As mentioned, Cardano wallet addresses have separate keys for staking and spending. This means that if you’ve chosen to delegate your tokens to an existing staking pool, they will never leave your wallet. This is a reason many experts recommend not keeping your Cardano Ada coins on an exchange (including delegating with an exchange) because your wallet is stored in a centralized location and vulnerable to total loss from a hacker or key mismanagement. Remember the moniker, “not your keys (you don’t hold the keys yourself), not you’re your crypto”. Many experts recommend storing your Ada in wallets like Daedalus, Yoroi, or compatible hardware wallets so the individual holds the private keys and not the exchange.
Also, since there is no time period for tokens to be locked up, you can un-stake or re-stake them whenever you want. This is not true other PoS protocol where your funds are locked up for varying lengths of time. The Cardano staking protocol does take 4-5 epochs to pay out the first rewards payment, which may seem like the longest 15-20 days of your life, but rest assured the rewards come automatically after that, every epoch or five days. The stake pool you delegate to has no part in the payment of the rewards, it is handles very efficiently by the Cardano protocol.
Staking as a Source of Passive Income
When investors delegate their coins to existing ADA staking pools, they increase the pools’ chances of producing blocks. When blocks are produced, pools receive rewards which are then paid out to all contributors. These rewards are similar to interest in a savings account.
According to Shidan Gouran, the founder of the Canadian merchant bank Gulf Pearl, investors should stake all their coins. There is no downside to participation, and investors can earn approximately 5.39 percent annually, this return percentage is built into the protocol. Every epoch the stake pool is assigned to produce blocks that’s based on their total stake. There is a slot lottery or “slottery” which is the mechanism that selects stake pools to make blocks every epoch. There is luck involved in every epoch or “slottery”, sometimes the protocol assigns a pool to produce 115% of blocks based on their stake, and another epoch it may be assigned to produce only 85%. But the Cardano protocol was engineered to pay out the average of 100% of the 5.39% annually.

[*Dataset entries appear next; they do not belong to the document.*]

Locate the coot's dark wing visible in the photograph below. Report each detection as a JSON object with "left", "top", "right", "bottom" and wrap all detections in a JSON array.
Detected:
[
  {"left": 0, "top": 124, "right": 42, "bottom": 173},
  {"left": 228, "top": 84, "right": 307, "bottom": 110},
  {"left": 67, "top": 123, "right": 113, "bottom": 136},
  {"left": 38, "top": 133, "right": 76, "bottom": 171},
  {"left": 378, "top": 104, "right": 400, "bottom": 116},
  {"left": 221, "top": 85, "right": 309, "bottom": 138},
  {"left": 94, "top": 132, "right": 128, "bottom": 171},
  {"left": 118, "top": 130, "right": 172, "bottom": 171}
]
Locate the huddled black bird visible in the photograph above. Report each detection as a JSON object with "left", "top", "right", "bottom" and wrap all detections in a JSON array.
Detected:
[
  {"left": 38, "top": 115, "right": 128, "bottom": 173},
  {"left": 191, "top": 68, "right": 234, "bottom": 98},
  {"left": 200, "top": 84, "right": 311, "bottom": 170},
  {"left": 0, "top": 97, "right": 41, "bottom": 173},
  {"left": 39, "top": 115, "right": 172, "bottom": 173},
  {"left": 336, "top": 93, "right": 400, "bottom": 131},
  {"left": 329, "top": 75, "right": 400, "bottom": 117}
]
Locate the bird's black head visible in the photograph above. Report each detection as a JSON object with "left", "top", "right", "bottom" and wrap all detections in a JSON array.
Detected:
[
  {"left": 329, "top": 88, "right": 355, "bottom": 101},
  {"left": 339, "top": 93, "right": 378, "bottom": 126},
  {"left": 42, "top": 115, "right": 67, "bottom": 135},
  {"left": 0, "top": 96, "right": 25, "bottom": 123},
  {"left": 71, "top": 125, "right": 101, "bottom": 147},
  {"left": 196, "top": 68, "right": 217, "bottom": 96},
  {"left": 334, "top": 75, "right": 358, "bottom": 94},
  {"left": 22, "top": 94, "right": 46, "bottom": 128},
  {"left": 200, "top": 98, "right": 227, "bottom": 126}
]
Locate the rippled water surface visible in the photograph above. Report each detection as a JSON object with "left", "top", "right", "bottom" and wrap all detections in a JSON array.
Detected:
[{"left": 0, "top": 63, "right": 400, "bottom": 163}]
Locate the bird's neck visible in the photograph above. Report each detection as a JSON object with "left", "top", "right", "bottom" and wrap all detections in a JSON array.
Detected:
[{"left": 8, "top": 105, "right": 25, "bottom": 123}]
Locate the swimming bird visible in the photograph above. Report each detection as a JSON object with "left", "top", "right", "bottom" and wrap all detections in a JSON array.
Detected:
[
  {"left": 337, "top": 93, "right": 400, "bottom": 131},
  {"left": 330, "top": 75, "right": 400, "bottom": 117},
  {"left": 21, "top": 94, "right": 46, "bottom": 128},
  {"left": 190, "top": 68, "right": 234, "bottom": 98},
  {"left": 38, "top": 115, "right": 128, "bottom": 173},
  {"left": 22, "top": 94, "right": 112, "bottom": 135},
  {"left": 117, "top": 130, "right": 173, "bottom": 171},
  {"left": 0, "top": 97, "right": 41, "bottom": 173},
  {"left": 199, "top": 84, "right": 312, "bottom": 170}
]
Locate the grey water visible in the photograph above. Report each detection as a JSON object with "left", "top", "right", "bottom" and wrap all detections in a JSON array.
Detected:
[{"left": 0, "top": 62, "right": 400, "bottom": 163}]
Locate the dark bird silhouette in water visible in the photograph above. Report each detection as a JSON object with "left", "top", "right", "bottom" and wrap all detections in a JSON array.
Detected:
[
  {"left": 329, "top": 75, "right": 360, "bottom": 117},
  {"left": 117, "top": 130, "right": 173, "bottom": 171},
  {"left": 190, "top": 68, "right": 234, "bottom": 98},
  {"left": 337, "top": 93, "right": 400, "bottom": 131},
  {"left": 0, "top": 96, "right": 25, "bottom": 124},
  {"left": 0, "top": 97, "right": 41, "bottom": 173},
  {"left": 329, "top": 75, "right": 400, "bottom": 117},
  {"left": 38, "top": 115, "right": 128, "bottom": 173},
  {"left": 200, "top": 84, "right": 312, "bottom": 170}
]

Compared to PoW based cryptocurrency mining, PoS based staking is a much more efficient and simplified process for investors to participate in the verification process. It involves no more risk than simply holding coins in a wallet. You can stake as much as you want, and the rewards are re-invested every epoch in your wallet automatically. The scientists, researchers, and engineers that designed and developed Cardano have really put huge amounts of effort to offer the best staking experience for those who delegate. It is no wonder 74% of all Ada in existence is staked, by far more than any other competitor coin out there. It is a stable, secure, and efficient way to earn passive income or rewards. Happy staking!